Ga naar inhoud

Modellen

Base

studentprognose.models.base

BaseForecaster

Bases: ABC

Abstracte basisklasse voor tijdreeksmodellen.

Momenteel is SARIMAForecaster de enige implementatie. De abstractie is intentioneel: toekomstige modellen (bijv. Prophet, ETS) kunnen dezelfde interface implementeren zodat ze uitwisselbaar zijn in de ensemble-pipeline.

SARIMA

studentprognose.models.sarima

SARIMAForecaster

Bases: BaseForecaster

Unified SARIMA forecaster used by both individual and cumulative strategies.

predict_with_sarima_cumulative(data_cumulative, row, predict_year, predict_week, pred_len, skip_years=0, already_printed=False, min_training_year=2016)

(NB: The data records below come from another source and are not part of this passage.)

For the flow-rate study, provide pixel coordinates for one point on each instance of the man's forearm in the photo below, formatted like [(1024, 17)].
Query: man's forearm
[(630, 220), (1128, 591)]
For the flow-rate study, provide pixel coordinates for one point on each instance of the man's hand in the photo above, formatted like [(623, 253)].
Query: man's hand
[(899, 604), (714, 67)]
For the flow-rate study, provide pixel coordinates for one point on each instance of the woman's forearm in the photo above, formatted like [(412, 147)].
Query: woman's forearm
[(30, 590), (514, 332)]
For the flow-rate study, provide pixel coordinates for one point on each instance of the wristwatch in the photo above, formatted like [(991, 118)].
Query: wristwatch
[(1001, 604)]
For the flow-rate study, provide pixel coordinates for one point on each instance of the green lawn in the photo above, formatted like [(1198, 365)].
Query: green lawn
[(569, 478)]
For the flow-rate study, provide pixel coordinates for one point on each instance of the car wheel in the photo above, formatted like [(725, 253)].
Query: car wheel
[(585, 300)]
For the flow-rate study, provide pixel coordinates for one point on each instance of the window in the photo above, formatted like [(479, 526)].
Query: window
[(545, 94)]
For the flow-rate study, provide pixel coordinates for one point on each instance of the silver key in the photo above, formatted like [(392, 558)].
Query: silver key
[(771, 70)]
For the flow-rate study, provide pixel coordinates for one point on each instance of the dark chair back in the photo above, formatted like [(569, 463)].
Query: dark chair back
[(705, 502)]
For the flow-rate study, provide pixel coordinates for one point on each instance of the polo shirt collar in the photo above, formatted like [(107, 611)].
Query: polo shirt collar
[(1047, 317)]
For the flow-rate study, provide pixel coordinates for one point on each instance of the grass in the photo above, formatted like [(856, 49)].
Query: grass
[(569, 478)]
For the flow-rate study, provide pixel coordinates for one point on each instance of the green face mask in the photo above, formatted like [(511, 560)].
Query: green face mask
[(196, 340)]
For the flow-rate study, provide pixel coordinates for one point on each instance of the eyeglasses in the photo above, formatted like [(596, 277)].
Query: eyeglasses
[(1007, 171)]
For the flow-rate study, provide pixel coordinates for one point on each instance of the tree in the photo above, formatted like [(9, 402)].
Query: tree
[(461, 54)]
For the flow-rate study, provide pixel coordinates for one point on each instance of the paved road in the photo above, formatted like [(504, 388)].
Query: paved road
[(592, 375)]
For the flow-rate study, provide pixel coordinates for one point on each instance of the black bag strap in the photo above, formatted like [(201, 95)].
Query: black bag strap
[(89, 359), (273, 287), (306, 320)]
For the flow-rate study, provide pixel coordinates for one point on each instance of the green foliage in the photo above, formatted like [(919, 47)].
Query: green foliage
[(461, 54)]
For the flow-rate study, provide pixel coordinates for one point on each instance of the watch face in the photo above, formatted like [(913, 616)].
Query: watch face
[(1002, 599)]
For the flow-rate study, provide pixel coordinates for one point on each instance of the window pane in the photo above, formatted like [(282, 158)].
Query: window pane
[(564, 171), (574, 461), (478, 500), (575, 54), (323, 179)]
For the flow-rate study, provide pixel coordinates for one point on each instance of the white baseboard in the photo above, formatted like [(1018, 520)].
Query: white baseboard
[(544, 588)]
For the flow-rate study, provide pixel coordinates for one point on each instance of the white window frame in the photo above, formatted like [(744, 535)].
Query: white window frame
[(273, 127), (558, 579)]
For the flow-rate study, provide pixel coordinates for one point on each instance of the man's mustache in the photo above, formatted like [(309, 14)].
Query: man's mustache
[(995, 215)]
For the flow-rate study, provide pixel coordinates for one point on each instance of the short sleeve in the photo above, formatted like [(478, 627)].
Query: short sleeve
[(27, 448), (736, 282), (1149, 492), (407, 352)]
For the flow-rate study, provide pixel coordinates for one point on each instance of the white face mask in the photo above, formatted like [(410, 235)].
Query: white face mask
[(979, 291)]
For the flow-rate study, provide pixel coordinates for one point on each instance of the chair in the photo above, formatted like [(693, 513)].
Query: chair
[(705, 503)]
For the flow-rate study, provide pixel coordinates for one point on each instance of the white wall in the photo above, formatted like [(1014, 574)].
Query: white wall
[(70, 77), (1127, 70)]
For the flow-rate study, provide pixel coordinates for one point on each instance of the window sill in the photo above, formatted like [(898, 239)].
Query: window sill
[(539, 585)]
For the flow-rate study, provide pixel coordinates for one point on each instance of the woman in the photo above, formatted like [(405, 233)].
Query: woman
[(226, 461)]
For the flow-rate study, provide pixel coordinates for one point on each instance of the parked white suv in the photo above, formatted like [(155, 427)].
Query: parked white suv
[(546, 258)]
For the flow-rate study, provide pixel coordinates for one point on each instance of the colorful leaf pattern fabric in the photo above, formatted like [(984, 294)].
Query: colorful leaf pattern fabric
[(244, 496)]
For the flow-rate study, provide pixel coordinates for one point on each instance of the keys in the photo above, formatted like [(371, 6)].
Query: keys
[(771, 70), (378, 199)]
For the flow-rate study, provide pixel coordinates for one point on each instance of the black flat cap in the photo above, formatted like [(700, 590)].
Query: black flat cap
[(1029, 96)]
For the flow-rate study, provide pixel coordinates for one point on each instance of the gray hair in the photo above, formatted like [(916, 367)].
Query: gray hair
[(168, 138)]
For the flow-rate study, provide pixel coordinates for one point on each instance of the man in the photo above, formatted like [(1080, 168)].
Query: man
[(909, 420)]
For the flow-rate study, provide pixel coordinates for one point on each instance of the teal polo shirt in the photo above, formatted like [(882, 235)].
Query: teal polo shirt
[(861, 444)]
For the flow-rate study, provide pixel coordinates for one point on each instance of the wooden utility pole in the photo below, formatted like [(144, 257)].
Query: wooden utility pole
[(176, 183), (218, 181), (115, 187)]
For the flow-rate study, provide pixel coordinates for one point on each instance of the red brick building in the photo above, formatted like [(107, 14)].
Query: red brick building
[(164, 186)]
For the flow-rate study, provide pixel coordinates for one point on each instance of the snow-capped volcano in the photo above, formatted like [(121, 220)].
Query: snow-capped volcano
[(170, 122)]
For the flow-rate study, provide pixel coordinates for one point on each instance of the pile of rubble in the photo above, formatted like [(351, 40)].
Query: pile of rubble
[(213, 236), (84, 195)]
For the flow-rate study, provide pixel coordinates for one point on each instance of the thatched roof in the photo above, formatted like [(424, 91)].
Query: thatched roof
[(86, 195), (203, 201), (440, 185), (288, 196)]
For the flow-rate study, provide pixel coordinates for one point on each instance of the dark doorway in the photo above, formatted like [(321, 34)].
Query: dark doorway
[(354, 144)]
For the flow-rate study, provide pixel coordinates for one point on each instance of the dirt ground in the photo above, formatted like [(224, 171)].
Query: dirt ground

Predicts pre-registrations with SARIMA per programme/origin/week for cumulative data.

Returns:

Name Type Description
list list

predictions for each future week, or empty list on error.

predict_with_sarima_individual(data_individual, row, predict_year, predict_week, max_year, numerus_fixus_list, data_exog=None, already_printed=False)

Predicts nr of students with SARIMA per programme/origin/week for individual data.

Returns:

Name Type Description
list list

predictions for each future week, or empty list on error.

XGBoost Classifier

studentprognose.models.xgboost_classifier

predict_applicant(data, predict_year, predict_week, max_year, data_cumulative=None, configuration=None)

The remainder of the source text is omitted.